TOUS LES JOURS NOS POLITIQUES SE MOQUENT DE NOUS Quand à l'auteur il ne gagne pas le smig !!!!!!
a écrit le 16/11/2018 à 14:45 :
Non, quand la hausse du carburant vient des taxes pour financer de grotesques lobbies écolo, ce n'est en aucun cas justifié. Il y a mieux à faire en s'attaquant au fuel soufré des containers sur mer, dont les 40 premiers polluent autant que la totalité du parc automobile mondial. Ces arguments écolos sont une fumisterie, pour débiles à deux neurones.
a écrit le 16/11/2018 à 14:22 :
Le parler vrai sort de votre bouche. Il faudra revenir peu à peu aux années 60 où les gens partaient une fois par an en vacances et encore pas tout le monde, pas de week-end à la campagne ou à la mer. il y avait dans les petits appartements souvent qu'un seul poêle pour chauffer le tout.Et pourtant les gens étaient heureux....

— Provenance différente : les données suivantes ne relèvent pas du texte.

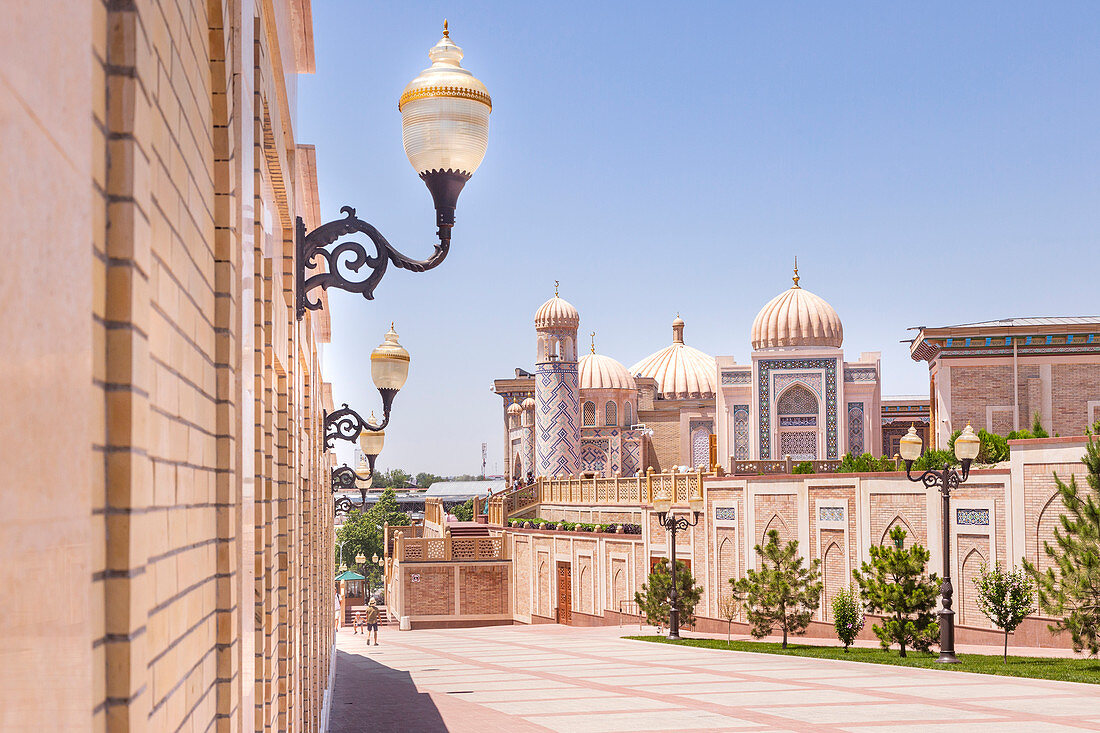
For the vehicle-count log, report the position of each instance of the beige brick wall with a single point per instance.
(1073, 386)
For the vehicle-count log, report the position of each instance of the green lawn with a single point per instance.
(1068, 670)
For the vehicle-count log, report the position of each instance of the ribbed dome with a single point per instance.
(796, 317)
(601, 372)
(557, 313)
(681, 371)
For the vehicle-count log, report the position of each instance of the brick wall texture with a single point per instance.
(212, 593)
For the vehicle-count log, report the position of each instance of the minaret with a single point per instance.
(557, 390)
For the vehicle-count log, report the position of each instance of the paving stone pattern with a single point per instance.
(565, 679)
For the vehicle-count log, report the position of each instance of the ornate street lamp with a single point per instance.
(345, 478)
(662, 504)
(389, 368)
(444, 129)
(966, 449)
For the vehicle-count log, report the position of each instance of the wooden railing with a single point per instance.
(446, 549)
(634, 491)
(435, 517)
(411, 532)
(780, 467)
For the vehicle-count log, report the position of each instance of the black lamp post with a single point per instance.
(662, 504)
(444, 129)
(946, 480)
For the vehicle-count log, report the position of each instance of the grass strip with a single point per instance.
(1066, 670)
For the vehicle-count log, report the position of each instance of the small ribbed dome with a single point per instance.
(557, 313)
(794, 318)
(601, 372)
(681, 371)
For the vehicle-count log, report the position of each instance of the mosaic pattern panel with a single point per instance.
(856, 428)
(557, 416)
(765, 392)
(741, 433)
(811, 380)
(974, 517)
(799, 446)
(860, 374)
(594, 457)
(736, 378)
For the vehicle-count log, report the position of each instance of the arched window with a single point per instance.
(798, 401)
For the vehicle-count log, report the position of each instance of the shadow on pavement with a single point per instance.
(369, 696)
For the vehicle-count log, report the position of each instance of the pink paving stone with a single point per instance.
(480, 679)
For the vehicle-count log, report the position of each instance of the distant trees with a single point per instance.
(1070, 590)
(783, 593)
(894, 584)
(1005, 598)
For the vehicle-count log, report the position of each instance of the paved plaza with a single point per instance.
(559, 678)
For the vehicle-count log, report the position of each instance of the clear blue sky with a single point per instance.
(928, 164)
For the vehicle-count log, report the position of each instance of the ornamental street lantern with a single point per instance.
(389, 368)
(967, 446)
(444, 129)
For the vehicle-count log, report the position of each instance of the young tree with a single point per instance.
(784, 592)
(847, 615)
(1070, 590)
(728, 608)
(1005, 598)
(894, 584)
(653, 600)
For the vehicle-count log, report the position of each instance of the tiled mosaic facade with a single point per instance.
(741, 433)
(557, 418)
(766, 367)
(971, 516)
(856, 427)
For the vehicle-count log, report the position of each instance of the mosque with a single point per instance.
(796, 397)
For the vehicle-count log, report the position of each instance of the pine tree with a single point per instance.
(1005, 598)
(653, 598)
(894, 584)
(783, 593)
(1070, 590)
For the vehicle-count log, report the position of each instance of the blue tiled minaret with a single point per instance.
(557, 390)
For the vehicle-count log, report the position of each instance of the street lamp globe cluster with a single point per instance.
(662, 504)
(967, 446)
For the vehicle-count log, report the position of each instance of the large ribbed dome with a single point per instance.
(796, 317)
(601, 372)
(681, 371)
(557, 313)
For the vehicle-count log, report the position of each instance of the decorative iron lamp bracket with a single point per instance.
(344, 478)
(345, 424)
(352, 255)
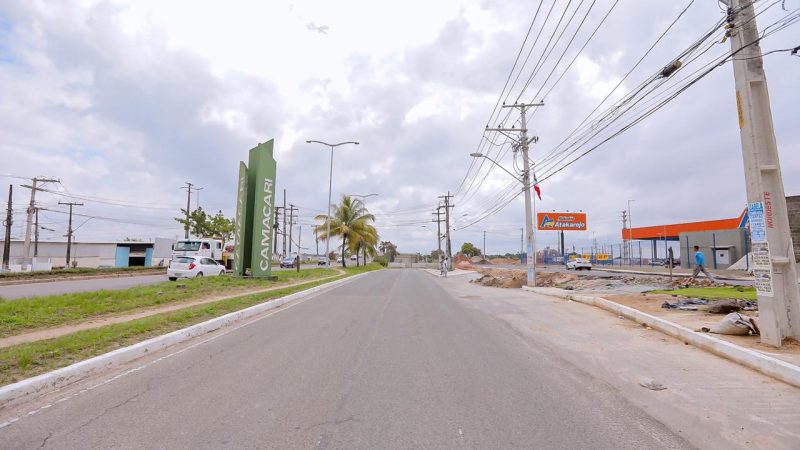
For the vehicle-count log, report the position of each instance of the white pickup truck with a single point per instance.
(203, 247)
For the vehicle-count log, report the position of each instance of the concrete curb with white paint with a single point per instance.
(48, 382)
(773, 367)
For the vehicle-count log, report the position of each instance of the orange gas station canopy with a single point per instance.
(671, 231)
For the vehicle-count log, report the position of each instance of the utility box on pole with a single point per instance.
(774, 264)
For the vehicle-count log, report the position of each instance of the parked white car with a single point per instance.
(579, 264)
(193, 267)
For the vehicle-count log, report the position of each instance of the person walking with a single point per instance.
(700, 265)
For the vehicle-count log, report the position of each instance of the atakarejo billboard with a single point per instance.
(561, 221)
(255, 213)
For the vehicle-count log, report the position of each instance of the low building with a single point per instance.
(97, 254)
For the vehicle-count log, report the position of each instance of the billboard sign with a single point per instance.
(255, 213)
(239, 256)
(561, 221)
(261, 179)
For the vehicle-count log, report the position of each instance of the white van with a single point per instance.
(203, 247)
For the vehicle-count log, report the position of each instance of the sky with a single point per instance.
(125, 101)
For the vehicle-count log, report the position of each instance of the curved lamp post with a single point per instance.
(330, 189)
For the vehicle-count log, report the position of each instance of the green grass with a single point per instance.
(60, 273)
(724, 292)
(31, 359)
(18, 316)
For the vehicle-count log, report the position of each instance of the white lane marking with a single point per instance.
(281, 308)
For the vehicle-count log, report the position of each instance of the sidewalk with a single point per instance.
(714, 402)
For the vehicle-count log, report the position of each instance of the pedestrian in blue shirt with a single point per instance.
(700, 265)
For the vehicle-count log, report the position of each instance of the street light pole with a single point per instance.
(330, 191)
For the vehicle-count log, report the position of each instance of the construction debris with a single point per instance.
(734, 324)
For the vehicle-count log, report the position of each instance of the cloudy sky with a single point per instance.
(124, 101)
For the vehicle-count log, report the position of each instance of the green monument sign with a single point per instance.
(255, 213)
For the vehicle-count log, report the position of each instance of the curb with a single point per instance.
(50, 381)
(143, 273)
(767, 365)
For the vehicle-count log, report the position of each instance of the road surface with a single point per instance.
(400, 359)
(17, 291)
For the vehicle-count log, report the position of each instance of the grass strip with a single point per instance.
(723, 292)
(34, 358)
(28, 314)
(77, 271)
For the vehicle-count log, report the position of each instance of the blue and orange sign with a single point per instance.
(561, 221)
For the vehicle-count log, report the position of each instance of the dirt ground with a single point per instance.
(694, 320)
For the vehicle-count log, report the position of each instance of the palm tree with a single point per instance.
(364, 239)
(348, 218)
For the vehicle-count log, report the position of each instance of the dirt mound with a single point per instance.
(504, 261)
(512, 279)
(688, 282)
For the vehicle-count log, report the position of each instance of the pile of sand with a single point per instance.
(513, 279)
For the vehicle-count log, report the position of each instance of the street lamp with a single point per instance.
(330, 190)
(531, 230)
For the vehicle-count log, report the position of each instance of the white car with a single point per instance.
(193, 267)
(579, 264)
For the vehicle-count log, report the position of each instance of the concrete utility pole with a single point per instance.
(626, 250)
(69, 229)
(275, 231)
(774, 264)
(26, 246)
(438, 221)
(188, 188)
(8, 222)
(524, 142)
(292, 209)
(448, 248)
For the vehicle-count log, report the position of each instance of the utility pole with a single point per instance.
(448, 245)
(526, 183)
(283, 234)
(774, 265)
(69, 229)
(292, 209)
(276, 231)
(8, 223)
(26, 246)
(188, 188)
(625, 251)
(438, 221)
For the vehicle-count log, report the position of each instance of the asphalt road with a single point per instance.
(17, 291)
(391, 360)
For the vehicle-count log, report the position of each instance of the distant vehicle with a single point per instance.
(579, 264)
(208, 248)
(193, 267)
(289, 261)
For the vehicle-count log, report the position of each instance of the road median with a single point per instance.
(71, 357)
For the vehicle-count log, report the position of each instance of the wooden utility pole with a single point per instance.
(8, 222)
(69, 230)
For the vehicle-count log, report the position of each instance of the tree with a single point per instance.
(350, 219)
(203, 225)
(470, 250)
(388, 249)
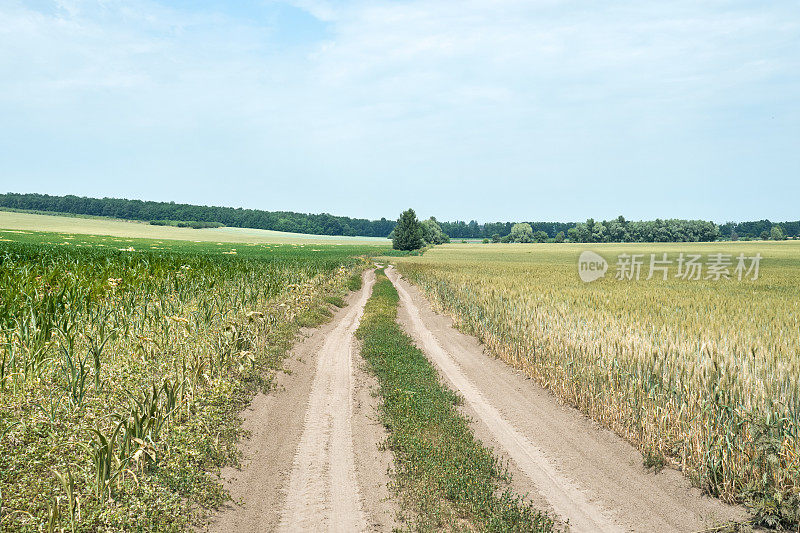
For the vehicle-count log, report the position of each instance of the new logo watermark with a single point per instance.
(688, 266)
(591, 266)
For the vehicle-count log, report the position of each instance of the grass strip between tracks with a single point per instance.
(443, 476)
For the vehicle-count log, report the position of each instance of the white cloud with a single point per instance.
(434, 94)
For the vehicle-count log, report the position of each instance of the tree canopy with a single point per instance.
(407, 232)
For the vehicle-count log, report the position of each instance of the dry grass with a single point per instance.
(703, 373)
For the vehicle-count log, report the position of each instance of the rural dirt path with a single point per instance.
(304, 467)
(565, 462)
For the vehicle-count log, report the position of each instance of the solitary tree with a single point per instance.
(407, 233)
(432, 233)
(521, 232)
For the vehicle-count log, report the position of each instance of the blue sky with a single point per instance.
(492, 110)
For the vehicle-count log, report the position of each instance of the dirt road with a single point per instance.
(584, 474)
(304, 468)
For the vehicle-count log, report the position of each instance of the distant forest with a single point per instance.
(615, 230)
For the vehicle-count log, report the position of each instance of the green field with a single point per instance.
(124, 363)
(701, 373)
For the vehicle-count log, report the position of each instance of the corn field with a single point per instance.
(122, 374)
(702, 374)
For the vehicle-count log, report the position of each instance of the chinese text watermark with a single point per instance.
(687, 266)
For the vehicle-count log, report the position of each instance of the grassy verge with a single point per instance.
(444, 478)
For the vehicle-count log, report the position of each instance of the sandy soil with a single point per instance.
(584, 474)
(304, 469)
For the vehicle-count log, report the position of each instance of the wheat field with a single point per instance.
(702, 374)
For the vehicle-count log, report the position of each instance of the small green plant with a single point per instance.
(445, 478)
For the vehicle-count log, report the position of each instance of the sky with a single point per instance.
(490, 110)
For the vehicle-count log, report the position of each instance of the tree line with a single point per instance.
(322, 224)
(616, 230)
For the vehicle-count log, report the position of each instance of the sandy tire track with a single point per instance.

a écrit le 16/11/2018 à 14:13 :
les français sont résignés depuis longtemps à payer un prix des carburants beaucoup plus élevé que son prix réel de revient. Et paradoxalement (en apparence) c'est quand le baril est au plus cher que la proportion (et non le niveau !) des taxes est la plus basse. La France a depuis toujours une fiscalité sur les carburants très lourde, malgré une pause d'une dizaine d'années. On peut imaginer qu'une fiscalité qui suivrait la moyenne européenne (qui monte régulièrement et où un certain rééquilibrage entre les différents carburants s'opère) ne causerait pas de remous considérables. Le problème français actuel est la boulimie sans précédent en la matière de l'actuel exécutif. Il n'y a eu qu'une seule fois dans le dernier demi-siècle une hausse de taxes comparable à celle qui nous a été infligée le 1er janvier dernier (et qui s'apprête à nous être infligée à nouveau en 2019), c'était en 1993 à l'arrivée de Balladur-Sarkozy dans un contexte de chute dramatique des recettes budgétaires : +42ct (de franc) sur l'essence (et seulement +4ct sur le gazole car l'exécutif d'alors voulait favoriser l'industrie automobile française qui était très en pointe sur le gazole). Et c'était dans un contexte de prix du baril très faible (environ 20$). Sur cette question, notre gouvernement, qui a d'ailleurs fortement aggravé la trajectoire de hausse de la CCE votée sous la précédente législature, fait clairement sur cette affaire une politique qu'on peut qualifier d'extrémiste. Avec sans doute en toile de fond le fait qu'il a besoin de ces recettes pour tenir ses budgets (le rendement de l'IS tendant à s'amenuiser) sans s'attaquer à la dépense publique et sociale. Autrement dit il doit espérer en secret que la consommation de carburants ne baissera pas trop à cause de ces taxes... C'est simplement un problème d'optimisation de rendement fiscal : trouver le bon niveau de taxes pour maximiser les rentrées (puisqu'au delà d'un certain niveau leur rendement diminue). Et les carburants est un terrain plus facile que l'impôt sur le revenu pour lequel il existe deux taux pour lesquels le rendement fiscal est nul : 0% (facile à comprendre) et 100% (tout le monde se débrouille pour ne plus avoir de revenu).
a écrit le 16/11/2018 à 13:36 :
Il n'y a pas d'alternative !

"There is no alternative" https://fr.wikipedia.org/wiki/There_is_no_alternative
a écrit le 16/11/2018 à 12:59 :
Il faudra accepter alors sans alternative crédible qu'on se déplace moins : le rayon de recherche de travail autour du domicile se réduira, les zones de chalandises autour des centres commerciaux se réduiront également, les déplacements pour un week-end au vert ou sur le littoral se réduiront. Il faut accepter les conséquences de ce renchérissement du pétrole et pas simplement dire qu'il va falloir payer plus le pétrole dans un contexte de budget restreint et de très faible voire inexistante augmentation du pouvoir d'achat.
Réponse de le 16/11/2018 à 15:22 :
Telles seront, et sont déjà, les conséquences. BIEN VU.